Dorsey also draws a parallel to the LAMP community, which brings students together from many different backgrounds and interests. “That was a really cool part. I was in a sorority at IU and had a lot of similar friends with similar backgrounds. So going into IUSF I was like ‘Wow, this is really unique. The campus is so big, I’m meeting people from all over the place that are so different from me.’ Getting to work with them is really neat, and the LAMP saying ‘one perspective is never enough’ definitely comes into play.”

As team captains, Murray, Chinthala, and Keiser spoke to their development as leaders. Murray shares, “I think I’ve grown a lot as a leader. Our team has a lot of personalities, and we’ve all gotten a lot better at communicating with each other. As a leader, understanding how each respective member interacts with the world and how they best perceive criticism is something I’ve become a lot more sensitive to. That’s something that I think is really valuable, because you want to try to get the best out of people.”

Chinthala felt similarly. “I gained my closest friends for the rest of my life. My teammates are the guys who are going to be in my wedding. I learned a lot about myself – time management, how to motivate others and keep people interested.”

All three riders shared experiences of growing close to their alumni networks, learning about team budgets, and balancing academics, extracurriculars, and training. “Even during the early mornings and late nights, I told myself that I came to IU to leave an impact – to leave my footprint,” Chinthala said. “If you’re really dedicated, passionate, you’ll figure out a way to do it.

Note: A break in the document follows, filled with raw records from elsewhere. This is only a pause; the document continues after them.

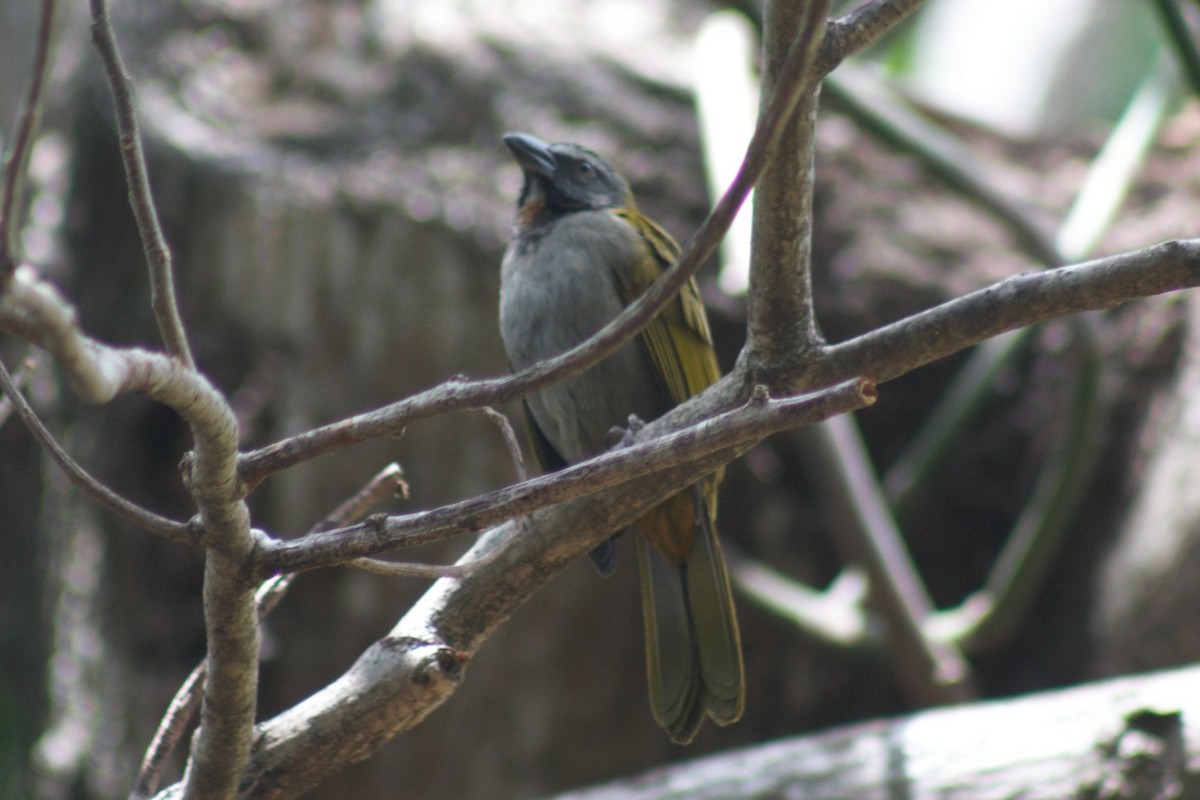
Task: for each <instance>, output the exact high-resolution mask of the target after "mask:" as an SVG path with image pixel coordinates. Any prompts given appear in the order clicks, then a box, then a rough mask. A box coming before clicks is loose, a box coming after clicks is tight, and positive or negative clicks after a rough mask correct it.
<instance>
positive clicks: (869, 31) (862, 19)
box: [817, 0, 924, 74]
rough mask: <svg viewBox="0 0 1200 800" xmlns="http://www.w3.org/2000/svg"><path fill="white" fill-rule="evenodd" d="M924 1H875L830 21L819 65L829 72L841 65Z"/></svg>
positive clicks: (872, 43)
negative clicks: (839, 17) (847, 59)
mask: <svg viewBox="0 0 1200 800" xmlns="http://www.w3.org/2000/svg"><path fill="white" fill-rule="evenodd" d="M923 2H924V0H875V1H874V2H868V4H864V5H862V6H859V7H858V8H854V10H853V11H852V12H850V13H848V14H846V16H845V17H841V18H839V19H834V20H830V22H829V29H828V32H827V34H826V37H824V42H823V43H822V47H821V56H820V59H817V65H818V66H820V67H821V72H822V73H823V74H829V73H830V72H833V71H834V68H836V66H838V65H839V64H841V62H842V61H845V60H846V59H848V58H850V56H852V55H854V54H856V53H859V52H862V50H864V49H866V48H868V47H869V46H871V44H874V43H875V42H877V41H878V40H880V37H881V36H883V35H884V34H887V32H888V31H889V30H892V29H893V28H895V26H896V25H899V24H900V23H901V22H904V19H905V17H907V16H908V14H911V13H912V12H913V11H916V10H917V8H919V7H920V6H922V4H923Z"/></svg>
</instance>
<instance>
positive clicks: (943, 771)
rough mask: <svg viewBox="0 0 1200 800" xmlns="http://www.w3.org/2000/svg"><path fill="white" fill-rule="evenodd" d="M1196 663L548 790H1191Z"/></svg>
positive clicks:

And I’m not the only one who thinks this way – it’s the whole Little 500 community.”

For Keiser, the race was challenging, but he looks forward to improving with his team throughout the next two years. “We had an especially difficult time on race day…three out of our four riders were rookies. The track conditions on race day were abysmal, plus our team couldn’t attend track practice in the six weeks leading up to the race (because our fraternity faced conduct review). Despite these challenges, our team had a great learning experience, and we met many friendly alumni.”


LAMP student Clay Keiser (right) with his team and coach, following the 2021 race. Keiser rode with his fraternity team, Acacia. His team came in 14th. 

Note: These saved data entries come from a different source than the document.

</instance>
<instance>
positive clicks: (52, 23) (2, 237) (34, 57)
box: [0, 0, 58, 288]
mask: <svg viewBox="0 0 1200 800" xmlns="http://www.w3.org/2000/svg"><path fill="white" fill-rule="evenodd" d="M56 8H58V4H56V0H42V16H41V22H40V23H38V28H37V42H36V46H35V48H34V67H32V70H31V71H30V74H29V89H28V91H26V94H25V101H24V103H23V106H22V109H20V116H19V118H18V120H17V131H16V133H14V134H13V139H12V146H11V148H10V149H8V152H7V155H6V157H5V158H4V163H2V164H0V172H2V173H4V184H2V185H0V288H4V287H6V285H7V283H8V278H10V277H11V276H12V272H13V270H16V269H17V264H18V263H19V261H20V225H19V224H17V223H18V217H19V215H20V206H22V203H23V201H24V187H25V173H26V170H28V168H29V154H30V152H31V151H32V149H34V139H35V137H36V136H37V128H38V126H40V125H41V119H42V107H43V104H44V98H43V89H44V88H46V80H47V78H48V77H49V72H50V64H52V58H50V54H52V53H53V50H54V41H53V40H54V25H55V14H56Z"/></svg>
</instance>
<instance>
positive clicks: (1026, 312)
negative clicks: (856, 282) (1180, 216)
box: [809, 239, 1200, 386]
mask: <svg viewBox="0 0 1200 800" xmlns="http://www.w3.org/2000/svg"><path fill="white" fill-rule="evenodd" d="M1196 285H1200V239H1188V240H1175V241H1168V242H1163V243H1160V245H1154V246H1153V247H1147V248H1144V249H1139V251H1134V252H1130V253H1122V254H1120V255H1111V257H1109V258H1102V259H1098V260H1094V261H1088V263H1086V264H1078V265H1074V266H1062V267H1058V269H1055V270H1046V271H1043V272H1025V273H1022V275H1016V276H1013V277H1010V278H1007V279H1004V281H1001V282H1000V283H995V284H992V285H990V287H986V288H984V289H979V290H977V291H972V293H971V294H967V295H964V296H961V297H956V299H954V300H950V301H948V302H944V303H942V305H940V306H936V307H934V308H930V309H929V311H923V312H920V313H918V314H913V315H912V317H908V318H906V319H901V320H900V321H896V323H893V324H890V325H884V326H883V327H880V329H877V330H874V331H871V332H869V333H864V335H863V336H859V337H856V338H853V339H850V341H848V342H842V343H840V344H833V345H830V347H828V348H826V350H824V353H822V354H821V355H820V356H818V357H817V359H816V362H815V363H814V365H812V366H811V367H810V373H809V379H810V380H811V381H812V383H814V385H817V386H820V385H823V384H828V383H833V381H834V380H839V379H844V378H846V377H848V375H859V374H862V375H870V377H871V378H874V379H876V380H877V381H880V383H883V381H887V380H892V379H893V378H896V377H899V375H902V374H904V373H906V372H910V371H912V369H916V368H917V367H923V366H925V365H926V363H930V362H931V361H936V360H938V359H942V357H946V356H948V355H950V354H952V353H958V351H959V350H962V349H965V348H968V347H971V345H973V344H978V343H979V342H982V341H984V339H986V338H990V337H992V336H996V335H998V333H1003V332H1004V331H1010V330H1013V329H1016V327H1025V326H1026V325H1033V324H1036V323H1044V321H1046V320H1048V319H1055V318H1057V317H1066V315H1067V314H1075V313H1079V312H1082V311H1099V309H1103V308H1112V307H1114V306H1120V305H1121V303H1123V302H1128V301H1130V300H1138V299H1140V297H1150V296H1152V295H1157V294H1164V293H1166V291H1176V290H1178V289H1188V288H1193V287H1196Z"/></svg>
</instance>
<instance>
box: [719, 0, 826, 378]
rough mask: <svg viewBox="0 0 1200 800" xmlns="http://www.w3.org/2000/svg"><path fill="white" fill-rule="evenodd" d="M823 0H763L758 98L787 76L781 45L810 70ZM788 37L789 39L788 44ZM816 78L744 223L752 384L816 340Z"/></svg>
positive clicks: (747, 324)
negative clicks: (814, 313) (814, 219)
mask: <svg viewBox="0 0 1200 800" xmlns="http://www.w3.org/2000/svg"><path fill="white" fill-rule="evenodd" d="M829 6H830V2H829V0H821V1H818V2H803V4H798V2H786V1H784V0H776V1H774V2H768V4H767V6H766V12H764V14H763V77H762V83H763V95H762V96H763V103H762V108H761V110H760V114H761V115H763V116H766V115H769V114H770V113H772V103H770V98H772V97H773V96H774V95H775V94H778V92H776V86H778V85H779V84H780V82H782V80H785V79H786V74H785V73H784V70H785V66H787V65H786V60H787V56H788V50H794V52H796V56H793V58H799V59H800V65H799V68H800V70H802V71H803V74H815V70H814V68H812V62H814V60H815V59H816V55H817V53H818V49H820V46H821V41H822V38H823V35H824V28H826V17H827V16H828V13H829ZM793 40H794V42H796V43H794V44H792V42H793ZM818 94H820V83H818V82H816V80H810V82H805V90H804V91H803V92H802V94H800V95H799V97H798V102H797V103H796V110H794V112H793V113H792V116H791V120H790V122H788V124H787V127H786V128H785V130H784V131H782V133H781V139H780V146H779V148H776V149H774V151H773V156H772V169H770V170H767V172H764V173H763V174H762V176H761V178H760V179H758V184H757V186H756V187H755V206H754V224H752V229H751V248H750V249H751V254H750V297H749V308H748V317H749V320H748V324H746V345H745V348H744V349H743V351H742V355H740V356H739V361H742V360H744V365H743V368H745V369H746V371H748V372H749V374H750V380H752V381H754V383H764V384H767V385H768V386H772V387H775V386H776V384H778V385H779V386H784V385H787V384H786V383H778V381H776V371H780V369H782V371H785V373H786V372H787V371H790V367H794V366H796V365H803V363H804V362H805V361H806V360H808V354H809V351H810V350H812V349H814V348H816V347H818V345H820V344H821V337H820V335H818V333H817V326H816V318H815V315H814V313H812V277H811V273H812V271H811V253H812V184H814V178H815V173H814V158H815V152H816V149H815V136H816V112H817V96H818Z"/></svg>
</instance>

When asked if they would continue cycling post-grad, all of the riders responded enthusiastically. “I mean, I love biking. I’ve put so much time and money into it. So yeah, I will definitely continue. I might ride a bit more leisurely now, but I’ll definitely continue,” Chinthala, who will be attending the IU School of Medicine this fall, said. He also plans to help coach his team in the years to come.

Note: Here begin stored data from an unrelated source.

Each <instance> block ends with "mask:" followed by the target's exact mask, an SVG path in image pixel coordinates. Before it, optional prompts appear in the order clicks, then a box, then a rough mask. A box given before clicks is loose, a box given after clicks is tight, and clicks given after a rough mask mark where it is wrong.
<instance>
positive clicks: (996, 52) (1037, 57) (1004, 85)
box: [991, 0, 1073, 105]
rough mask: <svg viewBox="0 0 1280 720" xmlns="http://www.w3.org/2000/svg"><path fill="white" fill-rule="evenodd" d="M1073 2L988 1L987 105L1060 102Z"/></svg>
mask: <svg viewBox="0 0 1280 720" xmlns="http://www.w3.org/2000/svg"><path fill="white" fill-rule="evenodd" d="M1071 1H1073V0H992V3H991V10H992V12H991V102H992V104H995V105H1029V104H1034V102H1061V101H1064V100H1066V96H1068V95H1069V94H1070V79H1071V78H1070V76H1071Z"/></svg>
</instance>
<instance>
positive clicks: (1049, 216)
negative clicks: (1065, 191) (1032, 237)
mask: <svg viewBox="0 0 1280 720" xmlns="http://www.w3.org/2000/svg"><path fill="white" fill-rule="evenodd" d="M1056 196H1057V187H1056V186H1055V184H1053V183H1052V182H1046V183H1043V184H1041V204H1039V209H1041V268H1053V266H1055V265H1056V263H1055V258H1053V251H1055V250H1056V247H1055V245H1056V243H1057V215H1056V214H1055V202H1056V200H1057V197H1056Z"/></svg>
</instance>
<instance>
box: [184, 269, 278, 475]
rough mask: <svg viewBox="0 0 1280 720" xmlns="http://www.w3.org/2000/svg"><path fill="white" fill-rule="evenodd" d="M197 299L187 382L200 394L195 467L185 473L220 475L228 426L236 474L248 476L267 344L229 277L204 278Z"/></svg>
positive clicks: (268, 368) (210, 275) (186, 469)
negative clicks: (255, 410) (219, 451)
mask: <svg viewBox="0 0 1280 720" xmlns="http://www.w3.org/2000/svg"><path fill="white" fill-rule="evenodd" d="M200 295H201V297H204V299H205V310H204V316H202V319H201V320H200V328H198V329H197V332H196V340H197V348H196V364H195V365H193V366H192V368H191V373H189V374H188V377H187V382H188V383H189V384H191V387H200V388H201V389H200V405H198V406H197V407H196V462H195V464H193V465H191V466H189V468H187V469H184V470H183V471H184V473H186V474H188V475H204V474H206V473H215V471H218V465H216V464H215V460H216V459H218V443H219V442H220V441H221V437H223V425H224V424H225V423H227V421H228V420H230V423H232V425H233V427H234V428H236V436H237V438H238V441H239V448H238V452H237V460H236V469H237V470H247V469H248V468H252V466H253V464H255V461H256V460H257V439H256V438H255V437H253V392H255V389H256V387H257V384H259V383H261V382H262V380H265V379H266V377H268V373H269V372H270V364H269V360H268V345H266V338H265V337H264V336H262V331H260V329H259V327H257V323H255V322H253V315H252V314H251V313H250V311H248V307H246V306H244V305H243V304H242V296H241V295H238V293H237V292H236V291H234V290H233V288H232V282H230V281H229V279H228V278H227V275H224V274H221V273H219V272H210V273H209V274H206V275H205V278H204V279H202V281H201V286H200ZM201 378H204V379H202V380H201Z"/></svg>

Murray, who plans to ride in the race in 2022 as a senior, says, “I hope I am a lifelong cyclist. The thing that really stands out to me is the importance of exercise. And getting outside.” And Keiser, a rising junior, adds, “I plan to keep riding. The Little 500 sets you up so well to make lifelong connections and live a health life.”

Dorsey, Chinthala, Keiser and Murray all say they plan to attend or watch the Little 500 races next year, and are glad they were able to carry on the tradition this year, even though it looked much different than usual. “The work that both IUSF and riders put into this strange year helped ensure the continuation of ‘The World's Greatest College Weekend’ for years to come,” Sasso said.


The Little 500 bycicles hanging in storage, ready for next year.